Il souligne également l’obsession de la journaliste à vérifier et recouper les informations. “Elle assure une protection absolue des sources, possède un sens aiguisé de la responsabilité de la presse et résiste farouchement aux pressions de tous bords. Enfin, Sophie Roselli vise l’intérêt public, travaille sans parti pris et se montre toujours prête à remettre en question son approche mais sans jamais lâcher sur l’essentiel.”

A fin août 2018, la journaliste a annoncé qu’elle quittait la profession non sans regretter, dans une lettre de démission devenue publique, la dégradation des conditions de travail au sein du groupe de presse qui l’emploie. Dès 2019, elle se lancera dans de nouveaux projets.
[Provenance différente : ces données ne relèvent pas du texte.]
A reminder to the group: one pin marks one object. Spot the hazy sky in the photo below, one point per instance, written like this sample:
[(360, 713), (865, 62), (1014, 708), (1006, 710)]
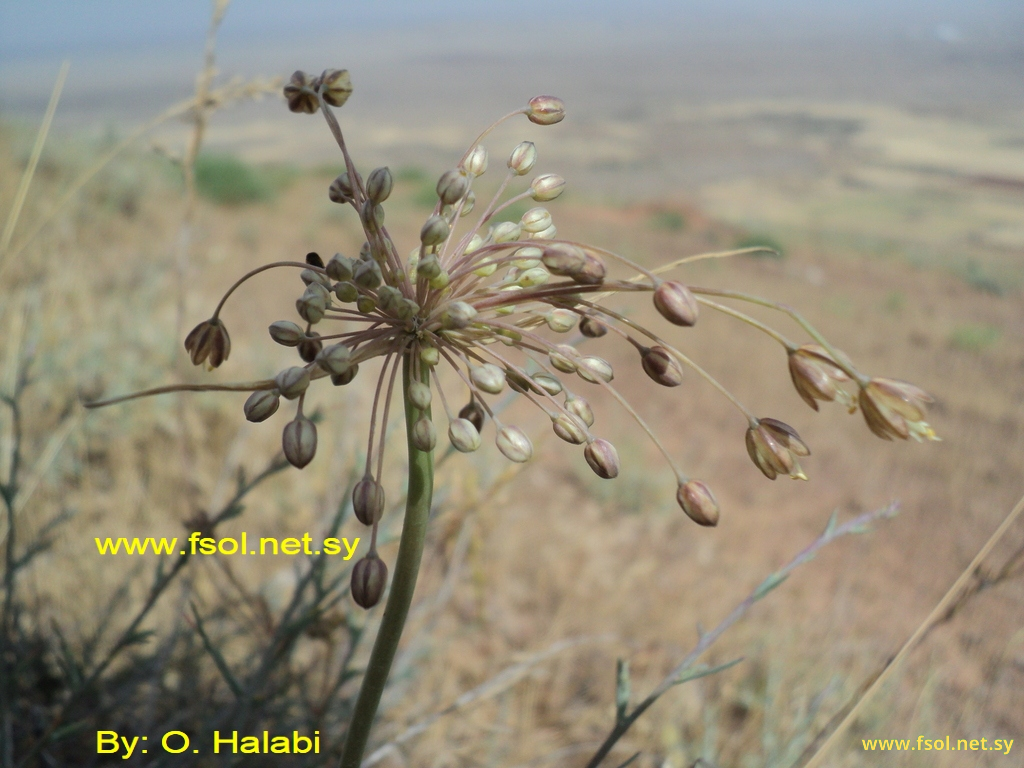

Le Prix Jean Dumur est attribué chaque année depuis 1987 par l’Association des Amis de Jean Dumur, un groupe de journalistes aujourd’hui composé de Jean-Philippe Ceppi, Rémy Chételat, Alain Jeannet, Marc-Henri Jobin, Anna Lietti, Marie Parvex, François Pilet, Arnaud Robert, Ludovic Rocchi,  Jean-Jacques Roth, Pierre Ruetschi et Sonia Zoran.

La cérémonie de remise du Prix Jean Dumur se déroulera le 13 novembre de 12h15 à 14h00 au Centre de Formation au Journalisme et aux Médias (CFJM), Avenue de Florimont 1, à Lausanne (Auditoire, 1er étage).

Elle sera suivie d’une série de témoignages sur les dessous d’une enquête par des professionnels réputés, dont la lauréate Sophie Roselli ainsi que Pietro Boschetti, journaliste d’enquête de Temps Présent (RTS TV), Marie Parvex, journaliste à la Cellule d’enquête du Matin Dimanche et de la SonntagsZeitung, Philippe Reichen correspondant du Tages-Anzeiger pour la Suisse romande et Pierre-André Sieber, rédacteur en chef adjoint et responsable du cahier national de La Liberté.